Sometimes we encounter books we don’t like, that’s life, and we are entitled our opinions, sometimes we don’t like them and it’s simply because it’s not to our own tastes, other times we don’t like them because they may actually be problematic in their content.

But that doesn’t mean we get to be silenced. And that doesn’t mean that because we have made ourselves approachable that we’re at everyone’s beck and call.

[And please remember this goes both ways, I love authors, I tag them in POSITIVE Reviews and in bookish content that includes them but I don’t expect them to respond, because they’re busy people with lives, I also don’t expect free books because I review things, and most of us do not have that expectation.]

As many others have stated, this is something we do on our own, and we also don’t do it for people to dig around the net for information on us..or you know…analyze our reviews. *stares* You know who you are.

It’s also not something to joke about.

In this day and age, we are constantly engaged with one another and there is constantly a trail of what we’ve done, it’s the internet, nothing ever truly disappears. You would think this would make people more conscientious about what they say but it seems the opposite has happened.

It’s now okay to email and insult someone who didn’t like your book, it’s okay to call them out because you think they’re the only ones who didn’t like your book. It’s alright to email saying ‘hey you, I didn’t bother to read your name or review policy but you should read my book even though it is not even listed as a genre you’ll consider reading.’ And somehow no one is supposed to call anyone out on this.

Do you know what? I’m not always offended when someone doesn’t address me by my name/blog name when they email, I don’t have an extensive review policy and so I’m very easy going, but I know others have very well laid out and in-depth review policies and for some reason no one bothers looking at them when they submit requests.

We join street teams, we share all the tweets about our fave books and authors and we are judged by numbers and engagement, we put in enough hours that if one added it all up, it wouldn’t be worth the occasional free book, and yet we have to deal with authors who get in our faces, respond to our unfavourable reviews and try to correct our opinions or talk about us like we’re not real people.

[Once more, this definitely goes both ways, such as people who tag writers in negative reviews, that’s a no-no, it’s not nice, and we wouldn’t like it if it happened to us.]

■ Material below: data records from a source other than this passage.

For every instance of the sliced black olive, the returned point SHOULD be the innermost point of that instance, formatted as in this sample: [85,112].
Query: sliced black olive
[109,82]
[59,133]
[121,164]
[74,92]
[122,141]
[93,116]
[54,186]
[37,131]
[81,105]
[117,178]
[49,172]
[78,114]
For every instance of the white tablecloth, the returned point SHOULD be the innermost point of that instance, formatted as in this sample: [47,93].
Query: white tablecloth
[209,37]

Maybe it’s easy to forget that someone is actually typing away at the keyboard behind Twitter, or on our blogs. But we are real people, we don’t want to be harassed or stalked online.

I will always support authors and writers, I will never stop, but I see others who get flack in our bookish community, and it’s hard to not get a bit ticked off.

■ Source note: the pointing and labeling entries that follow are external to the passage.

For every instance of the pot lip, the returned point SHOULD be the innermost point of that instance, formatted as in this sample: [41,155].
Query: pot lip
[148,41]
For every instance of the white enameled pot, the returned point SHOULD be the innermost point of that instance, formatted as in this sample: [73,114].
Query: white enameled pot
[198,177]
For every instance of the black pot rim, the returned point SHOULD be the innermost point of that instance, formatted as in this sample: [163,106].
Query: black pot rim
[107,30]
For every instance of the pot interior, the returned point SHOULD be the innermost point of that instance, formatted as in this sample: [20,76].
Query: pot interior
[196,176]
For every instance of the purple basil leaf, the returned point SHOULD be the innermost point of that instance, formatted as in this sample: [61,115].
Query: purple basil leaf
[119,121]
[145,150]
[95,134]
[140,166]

So I’m here to say, I will always support authors.

But I will never support harassing/calling out/cyberstalking a book reviewer for simply stating not to like the book.

It would be very boring if we all liked and hated the same books, seriously, so boring. So, let’s be supportive of authors but authors…

Please, please be supportive of us. Stand up for us when someone else does this, remind them that the work we do is unpaid and can be very beneficial to authors.

Let’s all get along, let’s stand up together against prejudices, racism/sexism, and let’s not put each other down for having varied tastes.